Подумав с минуту, он подошел к Эмме-Розе и взял ее за руки.
— Подите сюда, дитя мое, — сказал он громким голосом и подвел к одному из окон кабинета, через которое врывался в комнату яркий свет.
Он приподнял веки девушки и с глубоким вниманием осмотрел ее глаза.
«Трехминутной операции было бы достаточно, чтобы возвратить ей зрение, — думал он при осмотре. — Но если я буду настолько глуп, чтобы сделать это, девчонка узнает меня, и я погиб».
Свидетели этой сцены в немом нетерпении, затаив дыхание, не сводили глаз с доктора, ожидая его приговора.
Пароли, по-видимому, продолжал свои исследования; в сущности же он готовил комедию, которую и намеревался разыграть со свойственным ему талантом.
— Давно вы перестали видеть? — обратился он наконец к Эмме-Розе.
— Со вчерашней ночи, доктор. Я проснулась и оказалась в полном мраке, хотя день уже давно наступил.
— Ваше зрение ослабевало мало-помалу, не правда ли? Почти незаметно?
— Да, доктор.
— Время от времени вы ощущали колотье в глазном яблоке?
— Да, доктор.
— Голова была ужасно тяжела, и затем появилась мигрень…
Эмма-Роза продолжала отвечать утвердительно.
Между бровей доктора пролегла глубокая морщина.
— Ну что же, доктор? — спросил господин де Жеврэ.
— Мой дорогой друг, дела очень плохи. Я считаю операцию невозможной!
— Невозможной! — в ужасе повторили все присутствующие.
— Слепая навеки! — с горечью воскликнула Эмма-Роза, которую Анжель обняла и крепко прижала к сердцу. — Мама, милая, я останусь слепой! Я не могу доказать твою невиновность! Я не могу узнать убийцу!
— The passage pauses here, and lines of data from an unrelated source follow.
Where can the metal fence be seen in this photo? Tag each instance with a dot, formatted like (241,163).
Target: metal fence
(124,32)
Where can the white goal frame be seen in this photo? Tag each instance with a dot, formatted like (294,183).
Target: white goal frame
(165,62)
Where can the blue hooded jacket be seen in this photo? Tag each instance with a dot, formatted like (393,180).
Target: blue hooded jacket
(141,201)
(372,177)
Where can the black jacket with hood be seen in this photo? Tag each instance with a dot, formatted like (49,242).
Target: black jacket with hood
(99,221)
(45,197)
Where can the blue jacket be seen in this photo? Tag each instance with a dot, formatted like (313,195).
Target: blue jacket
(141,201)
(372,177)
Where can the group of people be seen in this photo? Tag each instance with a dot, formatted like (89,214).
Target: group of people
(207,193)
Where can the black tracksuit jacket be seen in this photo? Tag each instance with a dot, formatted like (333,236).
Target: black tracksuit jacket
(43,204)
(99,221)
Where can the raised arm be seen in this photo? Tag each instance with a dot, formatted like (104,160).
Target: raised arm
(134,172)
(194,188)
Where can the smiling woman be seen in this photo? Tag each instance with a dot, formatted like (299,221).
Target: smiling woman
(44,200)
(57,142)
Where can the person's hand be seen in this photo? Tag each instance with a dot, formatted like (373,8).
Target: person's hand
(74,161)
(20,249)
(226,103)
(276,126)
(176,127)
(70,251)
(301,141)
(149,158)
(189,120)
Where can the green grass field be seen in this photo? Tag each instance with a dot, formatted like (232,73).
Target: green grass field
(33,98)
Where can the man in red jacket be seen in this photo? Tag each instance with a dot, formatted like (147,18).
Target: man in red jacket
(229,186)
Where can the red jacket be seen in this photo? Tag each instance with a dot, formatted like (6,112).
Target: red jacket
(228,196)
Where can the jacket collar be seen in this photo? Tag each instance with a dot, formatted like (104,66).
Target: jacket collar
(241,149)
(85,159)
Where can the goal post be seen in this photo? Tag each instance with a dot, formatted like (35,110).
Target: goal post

«Еще бы!! Черт меня побери!!!» — думал Пароли.
— Моя дочь слепая навеки! — тихо проговорила Анжель, и слезы ручьем потекли по ее лицу. — Умоляю вас на коленях, не отказывайте нам!
— Сударь, — вмешался Фернан де Родиль, — верните зрение Эмме-Розе, и я отдам вам половину своего состояния.
— Деньги для меня ничто, сударь, — важно и с достоинством ответил Пароли. — Если я отказываюсь от операции, то потому только, что считаю ее крайне опасной.
— Она не опасна, если ее будете делать вы. Ваши знания так обширны, рука и глаз так верны. Опасности не будет. Если излечение — чудо, то сделайте это чудо! Возвратите зрение бедному ребенку! — умолял Рене.